The other trauma of the week came courtesy of 12 year old Tom who was hit by a speeding car. Tom is swiftly flown into King’s by Air Ambulance as Emer’s team quickly try to assess his current state. It is quickly revealed that Tom’s body was hit by the car’s broken fog light and he was found in the mud. We then hear from Tom’s mother Anna who informs us that Tom stepping out into traffic was very out of character. She also tells of her reaction as she lived out every parent’s worst fear. She is later relieved when she discovers that all of Tom’s vital signs were good and he would probably survive the accident. As a pessimist I took this news to mean that Tom probably didn’t make it but thankfully he was alive and well at the end of the programme. He talked about how he would be a careful and vigilant driver though, like all twelve year old boys, he’d still drive his car incredibly fast.

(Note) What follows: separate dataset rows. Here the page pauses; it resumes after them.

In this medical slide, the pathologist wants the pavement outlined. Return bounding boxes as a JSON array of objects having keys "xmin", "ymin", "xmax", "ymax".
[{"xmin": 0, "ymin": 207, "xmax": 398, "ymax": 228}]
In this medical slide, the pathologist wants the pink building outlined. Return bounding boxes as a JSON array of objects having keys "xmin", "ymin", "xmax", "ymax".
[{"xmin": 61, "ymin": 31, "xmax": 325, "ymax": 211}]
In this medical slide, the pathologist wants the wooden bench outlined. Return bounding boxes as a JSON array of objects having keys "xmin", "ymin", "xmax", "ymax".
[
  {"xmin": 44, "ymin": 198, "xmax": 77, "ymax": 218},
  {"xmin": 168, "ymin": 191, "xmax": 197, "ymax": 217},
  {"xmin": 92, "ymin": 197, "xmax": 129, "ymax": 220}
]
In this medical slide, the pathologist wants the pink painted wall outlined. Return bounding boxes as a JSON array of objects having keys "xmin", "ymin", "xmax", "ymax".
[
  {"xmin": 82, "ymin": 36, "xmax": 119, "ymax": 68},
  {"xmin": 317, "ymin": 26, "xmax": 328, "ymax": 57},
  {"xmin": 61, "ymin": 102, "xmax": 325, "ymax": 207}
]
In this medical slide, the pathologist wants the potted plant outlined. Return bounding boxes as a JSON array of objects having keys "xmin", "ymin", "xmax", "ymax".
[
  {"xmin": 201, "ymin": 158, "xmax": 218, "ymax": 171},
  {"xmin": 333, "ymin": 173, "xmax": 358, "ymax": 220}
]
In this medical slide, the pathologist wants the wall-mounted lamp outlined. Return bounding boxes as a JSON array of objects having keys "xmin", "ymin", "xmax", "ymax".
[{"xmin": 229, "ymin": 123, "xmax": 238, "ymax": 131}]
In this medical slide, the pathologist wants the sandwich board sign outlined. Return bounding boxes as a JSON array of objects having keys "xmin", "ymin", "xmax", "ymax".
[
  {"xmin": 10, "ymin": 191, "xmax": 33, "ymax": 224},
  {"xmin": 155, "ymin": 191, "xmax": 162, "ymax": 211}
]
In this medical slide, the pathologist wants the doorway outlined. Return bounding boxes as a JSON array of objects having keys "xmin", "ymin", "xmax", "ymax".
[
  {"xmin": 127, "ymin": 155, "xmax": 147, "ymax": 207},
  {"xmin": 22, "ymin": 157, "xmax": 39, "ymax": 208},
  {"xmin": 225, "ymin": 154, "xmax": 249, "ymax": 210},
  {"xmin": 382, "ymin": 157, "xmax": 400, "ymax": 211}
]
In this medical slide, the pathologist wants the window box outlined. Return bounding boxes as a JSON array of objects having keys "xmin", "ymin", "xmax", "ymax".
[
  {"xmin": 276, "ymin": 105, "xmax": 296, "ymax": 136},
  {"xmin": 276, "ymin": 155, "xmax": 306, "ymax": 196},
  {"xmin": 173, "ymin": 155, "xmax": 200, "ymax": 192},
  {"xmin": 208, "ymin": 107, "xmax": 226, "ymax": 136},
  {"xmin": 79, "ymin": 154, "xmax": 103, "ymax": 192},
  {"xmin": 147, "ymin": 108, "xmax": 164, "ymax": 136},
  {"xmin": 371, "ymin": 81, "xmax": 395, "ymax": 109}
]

This episode’s most gentle story, which was my personal favourite, involved 90 year old Frank who’d fallen over in the night after making his way to the toilet. As he met various members of staff Frank recalled his life story as a former circus owner and performer. We learnt that he used to be the circus’ strongman and was once able to lift a horse above his head. Though Frank was clearly unwell, he was more concerned about leaving his disabled wife Miriam in the house on her own. Frank told us that he met Miriam when she was a circus acrobat and would regularly be the girl who had knives thrown at her. He continued by saying that, despite being wooed by various chorus girls, he only had eyes for his wife of 65 years. We later learnt that Frank was suffering from pneumonia but was eventually released from King’s after five days. However Frank’s story had a tragic ending as Miriam passed away a few months after he was released.
The beauty of 24 Hours in A&E is that it is a programme that we can all relate to. Unless we are very lucky all of us have been in hospital as either a patient or the relative of a patient. What I love about the show is that it combines matters of life and death with very mundane conversations. For example when Des first arrives on the resus ward he is criticised for bringing ‘old man mints’ with him. There are also small asides that break up the action of the main three stories and provide a little bit of humour. I personally loved the man who was passive-aggressively turning the pages of his newspaper while waiting for his wife to be seen. As somebody who has watched the documentary since its inception, I really have a great admiration for all of the staff of King’s. Primarily in this episode we saw how both Des and Emer were able to use their abilities to help save the lives of Suzanne and Tom respectively. I also had a lot of respect for the brilliant Frank who had seemingly spent his twilight years caring for his disabled wife. It was during Frank’s interviews to camera that I got a little teary-eyed especially when learning about Miriam’s death.
Overall this opening instalment of 24 Hours in A&E demonstrated everything that was great about this programme. We had life and death operations mixed with colourful characters and hospital staff who all deserve our admiration. The only potential problem I can see with this new series is its length as it will seemingly run till the end of August. However, based on this first episode, I am greatly looking forward to seeing what the next nineteen weeks will bring.